Crowley closed his eyes and exhaled, “I know that. But I…I like him okay. I know it’s dumb and probably going to blow up in my face. But we’ve been talking about everything for years, and this last week has been really shitty, and the weeks before that weren’t exactly great either. Talking to him was the highlight of every day.”

Bea shook her head, “Wow, you’ve got it bad huh?” They let go of his face and petted his hair gently. “What about Aziraphale?”

Crowley looked confused, “What about him?”

Bea looked at him incredulously, “Come on dude, really? Your crush on that man is a mile wide.”

“My-” Crowley gaped at them, “What?”

“The pair of you are like school kids elbowing each other in assembly because you haven’t figured out how to express your stupid feelings yet.”

“I have a professional respect for him!”

“You travelled from Twickenham to SoHo on a rugby weekend to return his scarf.”

“I didn’t know it was rugby until I’d already left!”

They looked at him, eyebrows raised, “Not the point I was making.”

Crowley sputtered for a few minutes before falling silent, “Whatever, even if I did like him it’s not like he’s ever going to feel anything more for me than professional civility.”

“Fine line between love and hate.” They said, patting his shoulder and leaving the office, the door wide open behind them.

Crowley stared out at them for a while, that was exactly what he’d typed out to Angel. Odd that it would be directed at him now. 



Aziraphale stood outside the restaurant Crowley had led them to and looked at it dubiously. It was down a side street and away from the main hustle and bustle of Covent Garden. Tucked under residential flats the exterior was tiled with distressed signage naming it ‘Souk’ and a solid metal front door. It looked odd sandwiched between some sort of talent agency and the back end of The Ivy. It was in no way, shape, or form anywhere Aziraphale would have ever gone — in fact he was eyeing up the windows at the end of the street that looked into The Ivy and wondering whether it would be rude to suggest a change of plans.

“I know it looks a bit…odd.” Crowley said awkwardly, “I’m sure you’re used to going to nicer looking places, you obviously enjoy food.”

Aziraphale bristled, “What, because I’m not all tall and skinny like you?” He said, “Sorry I wasn’t blessed with natural good looks, but I’m quite content with the way I am, thank you very much.”

“I didn’t mean that!” Crowley held up his hands defensively, “I just meant, like…I’ve seen you eat, you obviously enjoy it, it’s not just a thing you’ve got to do you know? You appreciate good food, and I promise this is good food.” 

“Hmph.” Aziraphale looked at him dubiously, “Fine, let’s go.” He pulled the door open and turned to let Crowley go in ahead of him, “After you.”
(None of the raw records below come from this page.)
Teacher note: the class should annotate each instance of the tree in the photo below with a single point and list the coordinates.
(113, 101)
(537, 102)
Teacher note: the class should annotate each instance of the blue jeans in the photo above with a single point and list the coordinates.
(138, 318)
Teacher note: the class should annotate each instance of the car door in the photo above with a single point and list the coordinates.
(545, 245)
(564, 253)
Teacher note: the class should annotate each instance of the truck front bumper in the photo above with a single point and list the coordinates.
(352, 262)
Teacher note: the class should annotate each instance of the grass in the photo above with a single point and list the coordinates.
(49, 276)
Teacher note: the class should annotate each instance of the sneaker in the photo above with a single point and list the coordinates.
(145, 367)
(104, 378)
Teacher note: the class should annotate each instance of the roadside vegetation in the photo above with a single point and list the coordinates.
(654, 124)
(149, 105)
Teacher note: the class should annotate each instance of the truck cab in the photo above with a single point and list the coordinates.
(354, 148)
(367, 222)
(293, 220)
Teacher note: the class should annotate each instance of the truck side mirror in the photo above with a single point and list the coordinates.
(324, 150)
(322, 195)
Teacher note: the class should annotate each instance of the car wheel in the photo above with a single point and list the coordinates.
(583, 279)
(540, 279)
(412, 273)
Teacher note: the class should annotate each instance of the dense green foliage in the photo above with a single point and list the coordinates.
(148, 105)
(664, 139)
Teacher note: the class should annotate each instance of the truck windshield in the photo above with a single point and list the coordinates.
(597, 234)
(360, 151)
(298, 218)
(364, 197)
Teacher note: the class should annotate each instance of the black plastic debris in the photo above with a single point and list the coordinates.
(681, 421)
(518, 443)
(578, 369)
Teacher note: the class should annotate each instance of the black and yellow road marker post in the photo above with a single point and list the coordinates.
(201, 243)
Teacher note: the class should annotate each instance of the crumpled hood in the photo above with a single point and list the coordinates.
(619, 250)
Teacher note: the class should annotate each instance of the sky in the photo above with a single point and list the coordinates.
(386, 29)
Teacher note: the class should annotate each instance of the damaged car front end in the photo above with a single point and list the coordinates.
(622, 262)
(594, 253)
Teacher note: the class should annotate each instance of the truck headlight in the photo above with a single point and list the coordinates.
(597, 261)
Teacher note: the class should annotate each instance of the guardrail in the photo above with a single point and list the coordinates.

Crowley smiled as he walked past, “And you are, you know? Blessed with natural good looks.” He swept into the restaurant before Aziraphale could do anything more than gawp and blush.

Aziraphale followed him in, face still heated and was hit immediately with an overwhelming scent of spices, cooking meat and a sweet undertone. He took a deep breath, he could make out onions and garlic, apricots with cinnamon and saffron. The scent of grilled lamb filled his nose and he closed his eyes enjoying the sharp tang of cardamon and cumin cut through with the sticky sweet rose smell of the shisha permeating the room from where it had wafted back inside. 

“Oh, my, this smells amazing.” He opened his eyes and found Crowley looking at him with an oddly soft expression. As soon as he noticed he straightened his face out and turned to the women waiting patiently and gave his name over for the reservation.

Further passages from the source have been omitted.